Step 1: Check the mesh access log on the SOURCE side.
   istioctl pc log payments-api-xxx --level access:debug
   Look for response_flags:
     UH = no healthy upstream → endpoint discovery problem
     UF = upstream connection failure → backend died
     UO = overflow (circuit breaker tripped) → check outlierDetection
     URX = upstream max retries reached
     LR = local reset (sidecar killed connection itself)

Step 2: If UH, check EDS — does the source see the destination's endpoints?
   istioctl pc endpoint payments-api-xxx --cluster '*payments-backend*'

Step 3: If endpoints look right, check the destination side.
   istioctl pc log payments-backend-xxx
   Look for sidecar startup time, mTLS cert mismatches.

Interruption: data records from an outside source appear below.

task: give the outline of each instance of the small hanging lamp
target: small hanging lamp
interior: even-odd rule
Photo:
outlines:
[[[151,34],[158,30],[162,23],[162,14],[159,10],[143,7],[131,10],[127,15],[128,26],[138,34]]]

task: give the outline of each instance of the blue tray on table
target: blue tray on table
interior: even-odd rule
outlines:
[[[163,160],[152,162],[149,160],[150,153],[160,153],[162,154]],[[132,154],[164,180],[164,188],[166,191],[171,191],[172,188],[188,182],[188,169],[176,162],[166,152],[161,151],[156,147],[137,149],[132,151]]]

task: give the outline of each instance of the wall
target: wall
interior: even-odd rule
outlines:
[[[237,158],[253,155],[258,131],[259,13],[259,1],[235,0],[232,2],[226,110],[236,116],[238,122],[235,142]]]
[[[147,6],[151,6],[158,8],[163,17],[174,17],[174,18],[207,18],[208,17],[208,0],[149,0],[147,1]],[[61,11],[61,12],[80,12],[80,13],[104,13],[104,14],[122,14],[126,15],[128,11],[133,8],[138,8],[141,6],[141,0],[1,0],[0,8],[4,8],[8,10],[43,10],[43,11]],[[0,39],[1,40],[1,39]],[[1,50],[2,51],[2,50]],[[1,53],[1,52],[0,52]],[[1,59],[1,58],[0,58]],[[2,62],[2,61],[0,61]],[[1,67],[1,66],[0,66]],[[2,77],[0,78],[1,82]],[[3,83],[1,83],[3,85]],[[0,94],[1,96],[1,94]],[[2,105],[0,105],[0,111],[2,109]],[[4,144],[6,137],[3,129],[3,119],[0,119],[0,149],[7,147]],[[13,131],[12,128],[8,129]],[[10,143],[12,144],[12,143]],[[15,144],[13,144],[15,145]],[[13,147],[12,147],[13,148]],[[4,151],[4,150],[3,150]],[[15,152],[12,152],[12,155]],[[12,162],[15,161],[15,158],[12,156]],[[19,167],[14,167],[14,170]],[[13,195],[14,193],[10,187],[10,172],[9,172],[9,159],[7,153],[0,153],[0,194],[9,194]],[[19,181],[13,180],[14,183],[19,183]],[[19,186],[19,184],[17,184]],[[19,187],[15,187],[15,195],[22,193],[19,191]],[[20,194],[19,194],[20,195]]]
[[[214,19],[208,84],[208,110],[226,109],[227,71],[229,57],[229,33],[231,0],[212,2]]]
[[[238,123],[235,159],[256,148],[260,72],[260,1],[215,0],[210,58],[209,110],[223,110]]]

Step 4: Common root causes for this exact pattern:
   - Backend pods restarting faster than EDS propagates → set
     terminationGracePeriodSeconds on pods, drain via preStop hook.
   - Outlier detection ejecting healthy pods → tune consecutiveErrors
     thresholds.
   - Sidecar OOMKilled because backend bursts traffic to it →
     bump sidecar memory request.

This kind of triage is impossible without knowing the mesh’s data model. Which is why the chapter exists.

Common mistakes

1. Adopting a mesh because it’s trendy. It’s a tax. Make sure you collect.
2. Sidecar without resource requests. Sidecar OOMs cause weird app errors.
3. Both app and mesh retry. Pick one layer; disable on the other.
4. PERMISSIVE forever. STRICT mTLS is the goal; staying PERMISSIVE means you don’t know what’s encrypted.
5. Ignoring control-plane HA. Istiod is a SPOF for cert rotation. Run multiple replicas across zones.
6. Treating VirtualService as immutable. Route changes need canary + monitoring like any deploy.

Tools tier list

Tier S (cold)
  istioctl / linkerd CLI / cilium CLI, kubectl + access to sidecar logs

Tier A (worth a week)
  Argo Rollouts + mesh integration (auto-canary)
  Kiali (Istio service graph), Linkerd dashboard
  GoldPinger (mesh-level synthetic checks)

Tier B
  Custom EnvoyFilter (you're going off-paved-road)
  WASM filters in Envoy (powerful, niche)
  SPIRE / SPIFFE for cross-cluster identity

Tier F
  Mesh in front of Kafka/queues. Wrong layer.
  iptables hand-tuned to "fix" sidecar redirection. You'll regret it.

Stay current

• Istio docs — sidecar + ambient mode reference
• Linkerd docs — Rust-based, simpler alternative
• Cilium service mesh — eBPF-native mesh
• Envoy docs — the data plane underneath most meshes

Key Takeaways

1. A mesh is a tax with a payback — adopt it when the cross-cutting library cost dominates.
2. Envoy + xDS is the underlying data model of Istio, Cilium, Consul Connect. Learn it once.
3. Ambient / eBPF meshes are the future at scale — sidecar overhead becomes brutal past 10k pods.
4. mTLS + workload identity-based authz is what makes a mesh strategically valuable.
5. Retry budgets, not multiplicative retries — pick one layer to retry from.
6. The mesh adds failure modes — control plane HA, cert TTLs, sidecar OOMs are now your problem.